Submitted to: Aquaculture America Conference
Publication Type: Abstract Only
Publication Acceptance Date: 11/10/2011
Publication Date: 2/29/2012
Citation: Wolters, W.R., Burr, G.S., Barrows, F., Hardy, R.W. 2012. Evaluation of family growth responses in Atlantic salmon (Salmo salar)fed two fishmeal free diets and a fishmeal reference diet [abstract]. Aquaculture America Conference. p. 594. Interpretive Summary:
Technical Abstract: Improvements have been made in the development of cost-effective salmonid diets while maintaining optimal growth. Due to these changes in diets it is important to evaluate the response of families in breeding programs to determine if interactions between families and diets are observed. This study evaluated family growth responses in Atlantic salmon fed three different diets (two fishmeal free diets and one fishmeal control diet) for 18 weeks. Pit tagged salmon (mean weight 182.22 +/- 1.70 g) from 37 families were stocked communally (5 fish per family) into triplicate tanks. Fish were fed at 1.5% of their body weight for the first six weeks, 1.0% of their body weight for the next six weeks, and 0.75% of their body weight for the final 6 weeks.
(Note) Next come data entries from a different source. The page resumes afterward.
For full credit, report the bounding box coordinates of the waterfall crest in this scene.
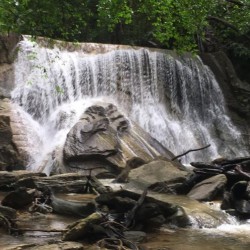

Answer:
[12,39,245,167]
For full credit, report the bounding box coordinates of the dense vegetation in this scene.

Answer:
[0,0,250,56]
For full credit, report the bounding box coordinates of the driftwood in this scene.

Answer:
[171,144,211,161]
[125,188,148,228]
[190,162,218,169]
[235,165,250,180]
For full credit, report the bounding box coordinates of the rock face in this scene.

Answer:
[0,100,24,170]
[188,174,227,201]
[63,104,179,174]
[201,51,250,149]
[0,99,39,170]
[0,34,20,99]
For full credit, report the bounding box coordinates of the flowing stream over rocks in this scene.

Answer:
[0,38,250,250]
[12,38,246,170]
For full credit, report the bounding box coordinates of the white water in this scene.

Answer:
[12,40,244,169]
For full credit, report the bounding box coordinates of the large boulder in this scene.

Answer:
[63,103,180,174]
[187,174,227,201]
[129,160,188,187]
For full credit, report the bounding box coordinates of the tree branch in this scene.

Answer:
[207,16,250,41]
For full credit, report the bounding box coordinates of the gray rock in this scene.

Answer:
[0,99,42,170]
[129,160,188,186]
[187,174,227,201]
[63,103,179,175]
[235,200,250,215]
[2,188,35,209]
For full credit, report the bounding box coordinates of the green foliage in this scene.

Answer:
[0,0,250,55]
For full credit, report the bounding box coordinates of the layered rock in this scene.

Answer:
[64,104,179,174]
[0,99,39,170]
[0,34,21,99]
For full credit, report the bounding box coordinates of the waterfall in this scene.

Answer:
[12,39,244,168]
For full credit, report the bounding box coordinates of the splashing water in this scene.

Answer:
[12,39,245,170]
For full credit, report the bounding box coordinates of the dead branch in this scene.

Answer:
[171,144,211,161]
[125,188,148,228]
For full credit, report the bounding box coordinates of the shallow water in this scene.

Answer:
[142,227,250,250]
[0,194,250,250]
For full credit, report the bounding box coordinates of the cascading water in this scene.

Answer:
[12,39,244,170]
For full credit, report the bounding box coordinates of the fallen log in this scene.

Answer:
[171,144,211,161]
[125,188,148,228]
[193,168,223,176]
[235,165,250,180]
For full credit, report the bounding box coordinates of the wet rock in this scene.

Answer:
[220,192,233,210]
[0,170,46,190]
[2,188,35,209]
[50,192,96,217]
[123,231,147,243]
[129,160,188,187]
[96,190,189,227]
[230,181,249,201]
[8,242,86,250]
[0,205,16,219]
[63,103,179,175]
[187,174,227,201]
[0,99,42,170]
[234,200,250,216]
[62,213,103,241]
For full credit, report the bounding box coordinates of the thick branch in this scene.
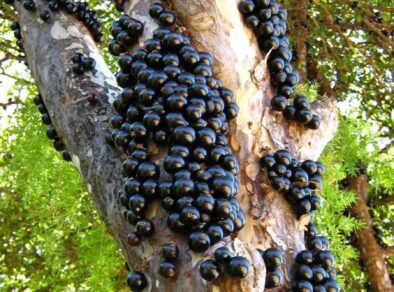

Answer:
[348,175,394,291]
[16,0,338,292]
[382,246,394,258]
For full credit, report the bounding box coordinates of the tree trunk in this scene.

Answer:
[15,0,338,292]
[348,175,394,291]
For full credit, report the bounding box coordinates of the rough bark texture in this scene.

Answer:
[16,0,338,292]
[348,175,394,291]
[289,0,308,80]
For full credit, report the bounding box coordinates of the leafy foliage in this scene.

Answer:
[0,0,394,291]
[0,101,123,291]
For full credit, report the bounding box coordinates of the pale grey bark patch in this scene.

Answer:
[16,0,338,292]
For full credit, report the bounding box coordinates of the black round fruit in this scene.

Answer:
[159,11,175,27]
[271,95,287,112]
[40,10,51,21]
[136,219,155,237]
[159,262,176,278]
[265,269,282,289]
[127,232,141,246]
[214,246,234,265]
[127,272,148,291]
[149,2,164,19]
[293,280,313,292]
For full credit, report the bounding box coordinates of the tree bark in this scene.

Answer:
[348,175,394,291]
[15,0,338,292]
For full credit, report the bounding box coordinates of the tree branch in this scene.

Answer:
[382,246,394,258]
[15,0,338,292]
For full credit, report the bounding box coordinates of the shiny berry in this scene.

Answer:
[159,262,176,278]
[127,272,148,291]
[214,246,234,265]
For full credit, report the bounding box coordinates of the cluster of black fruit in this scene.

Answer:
[239,0,320,130]
[108,14,144,56]
[260,150,325,215]
[257,247,283,289]
[11,21,24,52]
[33,94,71,161]
[71,52,96,75]
[293,224,341,292]
[107,3,245,288]
[6,0,104,42]
[200,246,251,281]
[159,243,179,278]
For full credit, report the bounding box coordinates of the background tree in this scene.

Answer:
[0,1,393,291]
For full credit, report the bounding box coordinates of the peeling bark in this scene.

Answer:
[348,175,394,291]
[16,0,338,292]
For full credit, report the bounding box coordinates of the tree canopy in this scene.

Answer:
[0,0,394,291]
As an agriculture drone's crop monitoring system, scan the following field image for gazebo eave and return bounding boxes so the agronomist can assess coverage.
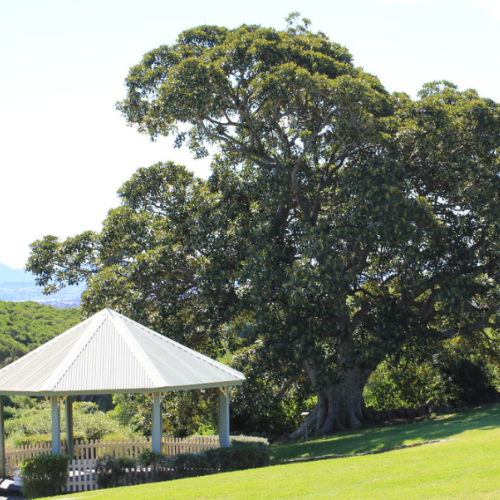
[0,380,243,397]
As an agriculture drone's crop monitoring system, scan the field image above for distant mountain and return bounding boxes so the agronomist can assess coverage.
[0,263,85,309]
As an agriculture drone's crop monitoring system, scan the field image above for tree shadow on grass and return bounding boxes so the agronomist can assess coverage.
[271,404,500,463]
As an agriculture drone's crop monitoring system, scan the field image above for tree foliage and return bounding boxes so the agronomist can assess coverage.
[28,15,500,432]
[0,301,80,366]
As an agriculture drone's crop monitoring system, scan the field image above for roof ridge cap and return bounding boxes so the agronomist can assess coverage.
[109,310,165,388]
[43,310,106,391]
[125,317,246,380]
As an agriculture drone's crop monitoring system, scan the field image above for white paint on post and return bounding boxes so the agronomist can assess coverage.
[50,396,61,455]
[219,387,231,448]
[65,396,74,458]
[0,396,5,479]
[151,392,161,452]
Fish grew to an average final weight of 591.97 +/- 5.44g. There was a significant difference in growth between diets with fish fed an plant protein blend diet (mean weight gain 423.44 g) having significantly greater gain compared to fish fed the fishmeal reference diet (mean weight gain 395.47 g), but not significantly different than a poultry/plant protein blend diet (mean weight gain 411.15 g). There were also significant differences in growth among families. We did not detect a family x diet effect, indicating that salmon performing best on the fishmeal diet also had good performance on the fishmeal free diets formulated with alternative feed ingredients. Results show that Atlantic salmon in a breeding program selected for growth when fed a typical fish meal diet will also have superior performance when fed diets containing alternative protein sources.